1
2
3
4
5
6
7
8
9
10
11
12
13
14
15
16
17
18
19
20
21
22
23
24
25
26
27
28
29
30
31
32
33
34
35
36
37
38
39
40
41
42
43
44
45
46
47
48
49
50
51
52
53
54
55
56
57
58
59
60
61
62
63
64
65
66
|
% Enums
An `enum` in Rust is a type that represents data that could be one of
several possible variants:
```rust
enum Message {
Quit,
ChangeColor(i32, i32, i32),
Move { x: i32, y: i32 },
Write(String),
}
```
Each variant can optionally have data associated with it. The syntax for
defining variants resembles the syntaxes used to define structs: you can
have variants with no data (like unit-like structs), variants with named
data, and variants with unnamed data (like tuple structs). Unlike
separate struct definitions, however, an `enum` is a single type. A
value of the enum can match any of the variants. For this reason, an
enum is sometimes called a ‘sum type’: the set of possible values of the
enum is the sum of the sets of possible values for each variant.
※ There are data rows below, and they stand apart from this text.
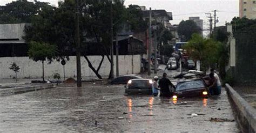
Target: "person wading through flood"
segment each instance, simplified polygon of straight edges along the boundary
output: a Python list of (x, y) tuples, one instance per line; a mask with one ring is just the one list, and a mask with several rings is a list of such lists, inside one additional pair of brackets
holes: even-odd
[(213, 73), (213, 76), (217, 80), (217, 91), (215, 94), (220, 95), (221, 93), (221, 83), (220, 83), (220, 78), (219, 77), (219, 76), (218, 76), (217, 73), (216, 73), (216, 71), (214, 69), (211, 69), (211, 73)]
[(158, 80), (158, 77), (155, 76), (154, 77), (154, 81), (152, 84), (152, 94), (154, 96), (157, 96), (158, 95), (158, 90), (160, 90), (157, 87), (157, 80)]
[(217, 80), (214, 77), (213, 73), (210, 73), (209, 75), (210, 80), (208, 83), (208, 87), (209, 87), (210, 93), (211, 95), (214, 95), (218, 94), (218, 88), (217, 88)]
[(169, 86), (172, 86), (174, 89), (175, 86), (171, 82), (171, 81), (166, 78), (166, 73), (163, 74), (163, 78), (159, 82), (160, 86), (160, 96), (170, 97), (172, 95), (171, 90), (170, 89)]

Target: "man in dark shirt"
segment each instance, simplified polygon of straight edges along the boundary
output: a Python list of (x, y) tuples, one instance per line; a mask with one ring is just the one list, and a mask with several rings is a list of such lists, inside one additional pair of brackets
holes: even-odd
[(175, 86), (171, 82), (171, 81), (166, 78), (166, 73), (163, 74), (163, 78), (159, 82), (160, 94), (160, 96), (162, 97), (171, 97), (172, 95), (171, 90), (169, 88), (169, 85), (172, 86), (175, 88)]

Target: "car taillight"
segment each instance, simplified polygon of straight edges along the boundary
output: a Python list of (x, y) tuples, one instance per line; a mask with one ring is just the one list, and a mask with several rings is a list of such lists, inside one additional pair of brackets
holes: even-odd
[(207, 94), (208, 94), (208, 92), (207, 92), (207, 91), (204, 91), (204, 92), (203, 92), (203, 95), (207, 95)]
[(173, 99), (177, 99), (178, 98), (178, 97), (176, 95), (173, 95), (173, 96), (172, 96), (172, 98)]
[(151, 80), (150, 80), (149, 83), (150, 83), (150, 84), (153, 84), (153, 81)]

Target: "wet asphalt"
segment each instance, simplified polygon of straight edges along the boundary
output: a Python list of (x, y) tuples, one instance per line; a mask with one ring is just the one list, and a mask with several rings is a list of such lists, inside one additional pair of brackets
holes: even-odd
[(75, 86), (0, 97), (0, 132), (239, 132), (224, 89), (220, 96), (173, 100), (125, 95), (124, 85), (101, 82)]

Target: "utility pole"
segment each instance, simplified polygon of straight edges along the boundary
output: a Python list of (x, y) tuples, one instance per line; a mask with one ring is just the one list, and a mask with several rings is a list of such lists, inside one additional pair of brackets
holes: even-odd
[(147, 75), (150, 76), (151, 74), (151, 64), (150, 64), (150, 62), (151, 61), (151, 8), (150, 8), (150, 11), (149, 11), (149, 17), (150, 17), (150, 25), (149, 27), (149, 52), (148, 52), (148, 61), (149, 61), (149, 63), (148, 63), (148, 70), (147, 70)]
[(210, 22), (210, 35), (211, 35), (212, 34), (212, 13), (205, 13), (206, 14), (210, 14), (210, 17), (208, 17), (209, 18), (209, 22)]
[(79, 25), (79, 3), (78, 0), (76, 0), (76, 58), (77, 58), (77, 87), (82, 86), (81, 81), (81, 53), (80, 51), (80, 33)]
[(110, 31), (110, 79), (114, 78), (114, 48), (113, 46), (113, 8), (112, 5), (112, 0), (110, 0), (110, 25), (111, 25), (111, 31)]
[(216, 27), (216, 10), (214, 10), (214, 28), (213, 29), (215, 29), (215, 27)]
[[(156, 25), (155, 26), (157, 26), (157, 23), (156, 22), (155, 23)], [(156, 74), (157, 73), (157, 27), (156, 27), (156, 29), (154, 29), (154, 73)]]
[(119, 46), (118, 46), (118, 40), (117, 33), (116, 35), (116, 76), (117, 77), (119, 76), (119, 64), (118, 64), (118, 55), (119, 55)]

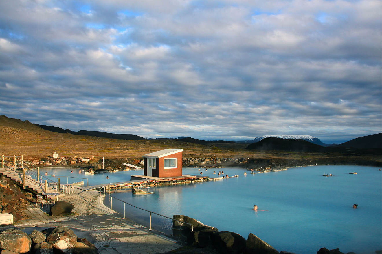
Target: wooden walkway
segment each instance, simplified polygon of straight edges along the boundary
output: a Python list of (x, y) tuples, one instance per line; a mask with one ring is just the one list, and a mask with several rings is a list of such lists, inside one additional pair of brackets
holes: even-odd
[[(13, 169), (7, 168), (0, 168), (0, 173), (8, 178), (13, 180), (16, 184), (20, 186), (23, 186), (23, 173), (19, 171), (14, 170)], [(36, 179), (33, 179), (29, 175), (25, 175), (25, 188), (32, 192), (42, 195), (43, 192), (55, 192), (55, 189), (53, 189), (50, 187), (47, 187), (46, 191), (45, 191), (45, 184), (39, 182)], [(65, 194), (62, 194), (61, 196), (63, 196)]]
[(181, 176), (170, 177), (157, 177), (154, 176), (131, 176), (131, 179), (135, 179), (135, 180), (132, 180), (130, 181), (125, 181), (124, 182), (115, 182), (105, 184), (98, 184), (94, 185), (91, 186), (84, 186), (83, 187), (78, 187), (78, 189), (84, 191), (92, 190), (101, 189), (105, 187), (110, 187), (110, 188), (121, 187), (122, 186), (128, 186), (129, 185), (136, 185), (138, 184), (147, 184), (150, 182), (166, 182), (170, 181), (174, 181), (178, 180), (186, 180), (188, 179), (195, 179), (199, 178), (206, 178), (208, 177), (199, 176), (192, 176), (189, 175), (183, 175)]

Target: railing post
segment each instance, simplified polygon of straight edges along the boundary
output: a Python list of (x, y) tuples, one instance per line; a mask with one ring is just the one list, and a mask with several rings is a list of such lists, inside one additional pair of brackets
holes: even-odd
[(25, 169), (23, 168), (23, 189), (25, 189)]

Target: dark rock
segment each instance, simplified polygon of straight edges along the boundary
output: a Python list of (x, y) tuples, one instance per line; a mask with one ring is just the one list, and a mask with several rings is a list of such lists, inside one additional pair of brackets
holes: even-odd
[(218, 231), (217, 228), (208, 226), (198, 227), (190, 232), (187, 236), (187, 243), (190, 245), (204, 248), (212, 244), (214, 233)]
[(97, 248), (85, 238), (77, 238), (77, 243), (73, 249), (73, 254), (97, 254)]
[(34, 244), (44, 242), (47, 238), (45, 235), (36, 230), (34, 230), (28, 235), (31, 238), (32, 241)]
[(215, 248), (223, 254), (241, 253), (245, 249), (245, 239), (239, 234), (233, 232), (221, 231), (215, 233), (212, 240)]
[(3, 249), (26, 253), (31, 249), (32, 241), (26, 233), (15, 228), (0, 232), (0, 246)]
[(47, 237), (47, 242), (55, 249), (64, 253), (71, 254), (77, 243), (77, 236), (71, 229), (65, 227), (57, 227)]
[(330, 251), (326, 248), (321, 248), (317, 252), (317, 254), (345, 254), (345, 253), (340, 251), (340, 249), (338, 248)]
[(50, 243), (42, 242), (37, 243), (33, 247), (34, 254), (53, 254), (53, 246)]
[(74, 206), (65, 201), (57, 201), (50, 207), (50, 215), (67, 215), (71, 212)]
[(251, 233), (248, 236), (244, 253), (279, 254), (278, 252), (273, 247)]

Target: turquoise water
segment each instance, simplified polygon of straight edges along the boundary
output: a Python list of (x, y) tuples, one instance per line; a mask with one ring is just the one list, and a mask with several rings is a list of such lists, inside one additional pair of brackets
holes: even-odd
[[(168, 217), (186, 215), (245, 238), (252, 233), (279, 251), (313, 254), (325, 247), (339, 248), (344, 253), (371, 254), (382, 249), (382, 171), (377, 168), (313, 166), (246, 176), (243, 169), (220, 169), (225, 175), (239, 177), (152, 188), (155, 193), (149, 195), (133, 195), (130, 190), (112, 195)], [(121, 181), (121, 178), (141, 174), (142, 171), (108, 174), (108, 180)], [(203, 172), (217, 176), (211, 169)], [(197, 169), (183, 169), (185, 174), (199, 173)], [(333, 176), (323, 177), (324, 173)], [(89, 185), (106, 180), (105, 174), (90, 176)], [(108, 204), (110, 200), (105, 201)], [(113, 200), (113, 209), (123, 213), (123, 205)], [(353, 204), (358, 208), (353, 209)], [(254, 211), (254, 204), (267, 211)], [(147, 224), (148, 213), (128, 206), (126, 216)], [(153, 216), (153, 220), (154, 228), (170, 233), (170, 220)]]

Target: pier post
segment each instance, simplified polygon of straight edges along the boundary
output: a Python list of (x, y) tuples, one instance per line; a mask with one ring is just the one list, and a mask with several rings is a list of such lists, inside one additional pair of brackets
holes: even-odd
[(25, 189), (25, 169), (23, 168), (23, 189)]

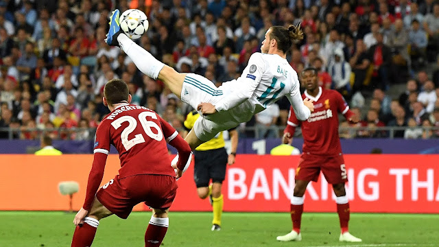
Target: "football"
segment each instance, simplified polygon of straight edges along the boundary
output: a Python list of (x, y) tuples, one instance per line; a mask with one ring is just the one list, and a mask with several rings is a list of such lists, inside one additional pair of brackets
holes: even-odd
[(150, 26), (146, 14), (137, 9), (126, 10), (119, 19), (122, 31), (133, 40), (140, 38)]

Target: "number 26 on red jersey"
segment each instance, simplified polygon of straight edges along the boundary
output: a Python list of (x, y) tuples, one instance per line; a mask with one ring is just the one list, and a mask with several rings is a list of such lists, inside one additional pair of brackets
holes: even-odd
[[(156, 141), (161, 141), (163, 139), (163, 133), (162, 132), (160, 127), (152, 121), (147, 121), (147, 117), (151, 117), (153, 119), (157, 119), (157, 115), (154, 113), (152, 112), (142, 112), (139, 116), (139, 121), (140, 121), (145, 133), (150, 137)], [(133, 117), (131, 116), (123, 116), (113, 121), (111, 125), (117, 130), (122, 126), (122, 123), (128, 121), (128, 126), (122, 131), (121, 134), (121, 139), (122, 139), (122, 144), (126, 150), (129, 150), (131, 148), (136, 144), (142, 143), (145, 142), (145, 138), (142, 134), (137, 134), (134, 136), (134, 138), (131, 140), (128, 140), (128, 135), (131, 134), (137, 127), (137, 121)], [(151, 128), (154, 128), (157, 130), (157, 134), (154, 134)]]

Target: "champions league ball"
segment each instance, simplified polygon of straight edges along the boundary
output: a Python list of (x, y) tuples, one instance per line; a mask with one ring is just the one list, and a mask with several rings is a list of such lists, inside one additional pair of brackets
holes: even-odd
[(140, 38), (150, 26), (146, 14), (137, 9), (123, 12), (119, 19), (122, 31), (133, 40)]

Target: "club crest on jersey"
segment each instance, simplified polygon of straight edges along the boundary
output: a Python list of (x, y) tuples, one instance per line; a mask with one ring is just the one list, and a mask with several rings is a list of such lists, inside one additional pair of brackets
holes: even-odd
[(250, 73), (253, 73), (254, 72), (256, 72), (256, 65), (252, 64), (252, 66), (250, 67)]
[(247, 74), (247, 78), (250, 78), (252, 80), (256, 80), (256, 75), (250, 75), (250, 74)]
[(327, 99), (327, 100), (324, 101), (324, 107), (327, 109), (329, 109), (331, 108), (331, 106), (329, 105), (329, 99)]

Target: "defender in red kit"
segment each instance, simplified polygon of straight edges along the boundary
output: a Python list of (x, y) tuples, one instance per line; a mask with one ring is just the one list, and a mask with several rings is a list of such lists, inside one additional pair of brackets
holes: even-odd
[(349, 110), (342, 95), (335, 90), (327, 90), (318, 86), (318, 71), (308, 68), (302, 72), (302, 83), (305, 87), (302, 98), (314, 102), (314, 112), (307, 120), (300, 122), (293, 111), (289, 110), (287, 128), (283, 142), (291, 143), (296, 127), (301, 125), (303, 135), (303, 150), (296, 170), (296, 185), (291, 199), (292, 231), (278, 241), (300, 241), (300, 220), (303, 212), (303, 202), (307, 185), (310, 181), (317, 182), (320, 171), (329, 183), (331, 184), (337, 196), (337, 211), (340, 217), (340, 242), (357, 242), (361, 239), (354, 237), (348, 231), (350, 209), (346, 195), (344, 183), (348, 180), (340, 140), (338, 136), (338, 113), (342, 113), (351, 122), (358, 122), (359, 116)]
[[(77, 226), (71, 246), (90, 246), (99, 220), (112, 214), (126, 219), (134, 206), (144, 202), (154, 213), (145, 233), (145, 246), (159, 246), (169, 225), (167, 209), (176, 196), (176, 180), (182, 174), (191, 148), (153, 110), (130, 104), (131, 95), (121, 80), (107, 82), (104, 95), (111, 113), (96, 130), (85, 202), (73, 220)], [(167, 142), (178, 151), (176, 172), (171, 166)], [(119, 152), (121, 169), (98, 190), (110, 145)]]

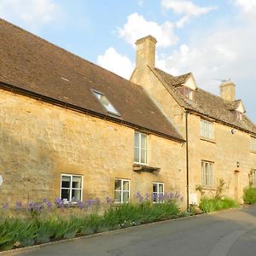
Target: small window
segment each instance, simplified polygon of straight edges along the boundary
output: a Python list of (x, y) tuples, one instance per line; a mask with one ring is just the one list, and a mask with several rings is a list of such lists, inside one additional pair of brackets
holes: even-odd
[(256, 169), (252, 170), (252, 185), (256, 187)]
[(134, 133), (134, 162), (142, 165), (148, 163), (148, 136), (143, 133)]
[(201, 179), (202, 185), (206, 187), (214, 186), (213, 163), (201, 161)]
[(251, 150), (256, 151), (256, 137), (251, 137)]
[(164, 183), (153, 183), (153, 201), (162, 202), (164, 201)]
[(61, 198), (65, 201), (82, 201), (82, 176), (61, 174)]
[(114, 202), (128, 203), (130, 198), (130, 180), (114, 179)]
[(99, 91), (96, 91), (95, 90), (92, 90), (94, 95), (96, 96), (96, 98), (99, 100), (99, 102), (102, 103), (102, 105), (106, 108), (106, 110), (113, 114), (119, 115), (119, 112), (114, 108), (114, 107), (110, 103), (107, 96)]
[(181, 86), (177, 88), (177, 90), (181, 95), (183, 95), (184, 97), (192, 100), (193, 99), (193, 90), (186, 87), (186, 86)]
[(200, 136), (206, 138), (212, 138), (212, 123), (201, 119)]

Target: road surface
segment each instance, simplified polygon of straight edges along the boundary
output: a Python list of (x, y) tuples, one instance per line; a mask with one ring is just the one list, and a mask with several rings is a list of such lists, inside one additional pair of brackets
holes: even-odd
[(256, 207), (141, 225), (18, 255), (256, 256)]

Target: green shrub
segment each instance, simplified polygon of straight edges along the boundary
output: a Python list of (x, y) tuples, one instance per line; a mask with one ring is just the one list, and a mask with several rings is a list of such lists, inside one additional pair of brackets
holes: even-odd
[(243, 189), (243, 201), (246, 204), (256, 204), (256, 187), (247, 187)]
[(199, 207), (204, 212), (211, 212), (222, 209), (237, 207), (237, 203), (230, 199), (224, 197), (223, 199), (203, 197), (201, 200)]

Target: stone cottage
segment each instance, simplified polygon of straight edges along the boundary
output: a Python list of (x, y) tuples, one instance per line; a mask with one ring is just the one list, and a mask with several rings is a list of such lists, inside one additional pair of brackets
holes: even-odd
[(155, 44), (152, 36), (136, 42), (131, 81), (147, 91), (186, 139), (188, 203), (198, 202), (198, 186), (214, 195), (220, 179), (225, 194), (241, 201), (243, 188), (256, 186), (256, 126), (236, 98), (234, 83), (224, 81), (218, 96), (200, 89), (191, 73), (172, 76), (155, 67)]
[[(123, 203), (137, 191), (157, 201), (173, 190), (186, 201), (184, 129), (147, 92), (0, 20), (0, 205), (106, 196)], [(239, 127), (235, 136), (249, 138)]]

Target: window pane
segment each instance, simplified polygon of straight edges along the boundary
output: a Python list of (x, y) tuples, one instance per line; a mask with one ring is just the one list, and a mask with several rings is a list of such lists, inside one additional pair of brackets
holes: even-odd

We use the `::` syntax to use the name of each variant: they’re scoped by the name
of the `enum` itself. This allows both of these to work:
```rust
# enum Message {
# Move { x: i32, y: i32 },
# }
let x: Message = Message::Move { x: 3, y: 4 };
enum BoardGameTurn {
Move { squares: i32 },
Pass,
}
let y: BoardGameTurn = BoardGameTurn::Move { squares: 1 };
```
Both variants are named `Move`, but since they’re scoped to the name of
the enum, they can both be used without conflict.
A value of an enum type contains information about which variant it is,
in addition to any data associated with that variant. This is sometimes
referred to as a ‘tagged union’, since the data includes a ‘tag’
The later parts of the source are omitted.